# Forsaken Manor,March 14



## skankypants (Apr 2, 2014)

Its a sunday morning,and Im out giving the new camera body a play(cheers N.K.)....when a text message comes through,,,,simplistic in form,a postcode and a note of good luck...ive been waiting for this text for a while,,,so Satnav came out and off I went,not realy knowing what to expect....I arrived,,,and after a mile or 2 walk,,,there she was...standing in all glory...Im not a photographer at all,,,and my snaps don't do her justice,,,,just hope you enjoy your mini tour around her,,,,,,Im sure this place holds many stories.​

















































​
I drove here wearing a blindfold,,,oh,,,and was asleep,so no idea where it is


----------



## fannyadams (Apr 2, 2014)

Wow...there's a few poignant bits and bats in there!

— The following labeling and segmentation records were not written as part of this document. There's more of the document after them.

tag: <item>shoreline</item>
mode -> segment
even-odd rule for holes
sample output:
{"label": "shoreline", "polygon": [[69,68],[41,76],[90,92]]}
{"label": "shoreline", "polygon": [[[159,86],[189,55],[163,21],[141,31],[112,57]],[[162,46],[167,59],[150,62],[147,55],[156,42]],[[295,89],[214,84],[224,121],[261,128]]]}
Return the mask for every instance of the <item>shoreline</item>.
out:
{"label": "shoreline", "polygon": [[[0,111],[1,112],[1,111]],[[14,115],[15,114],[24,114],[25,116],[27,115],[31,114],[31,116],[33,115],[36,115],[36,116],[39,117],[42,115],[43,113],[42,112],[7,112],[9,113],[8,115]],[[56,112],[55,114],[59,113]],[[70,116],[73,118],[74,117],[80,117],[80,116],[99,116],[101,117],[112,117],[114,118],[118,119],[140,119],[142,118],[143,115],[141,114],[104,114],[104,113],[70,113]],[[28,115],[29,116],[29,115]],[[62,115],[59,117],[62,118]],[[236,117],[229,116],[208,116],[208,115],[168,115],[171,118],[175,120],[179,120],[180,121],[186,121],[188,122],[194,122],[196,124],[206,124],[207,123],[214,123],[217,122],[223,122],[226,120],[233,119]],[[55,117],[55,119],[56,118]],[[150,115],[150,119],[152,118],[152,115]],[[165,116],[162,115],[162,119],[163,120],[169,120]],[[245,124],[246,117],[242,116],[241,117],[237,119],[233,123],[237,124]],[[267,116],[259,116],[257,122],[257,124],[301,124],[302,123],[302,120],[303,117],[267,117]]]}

The jumper in the wardrobe looks real familiar...I think my ex-hubby had one just the same


----------



## Ninja Kitten (Apr 2, 2014)

ahh what a cracking place!


----------



## DirtyJigsaw (Apr 2, 2014)

Nice one Skankypants!Nice externals of this place  Thanks for sharing


----------



## UrbanX (Apr 2, 2014)

I saw Ninja Kitten giving that camera away, an wondered who'd get it  
Cracking shots, looks an ace place to get to know it. 
You often see photos in derelict locations, but not often as poignant, and in the context of the greeting card too.. 
Great report


----------



## darbians (Apr 2, 2014)

There is a lot more to this place.
Looks like they been back since i went. I dont remember seeing the cards. Also looks like the scaffolding has been taken down. Did you not get in the big room with the fireplace?


----------



## flyboys90 (Apr 2, 2014)

Some cracking features here,the fire surround is a beaut as is the tiled floor,great images.


----------



## DJhooker (Apr 2, 2014)

very nice!


----------



## Kezz44 (Apr 2, 2014)

Great find! Looks very interesting! Good pics too.


----------



## Dirus_Strictus (Apr 2, 2014)

It is well worth tracing the history of this place - for those who are really interested! The tile laths in the hall indicate that somebody has at last decided to do the roof work that this place has needed for years - or have they given up as Darbians comments could indicate.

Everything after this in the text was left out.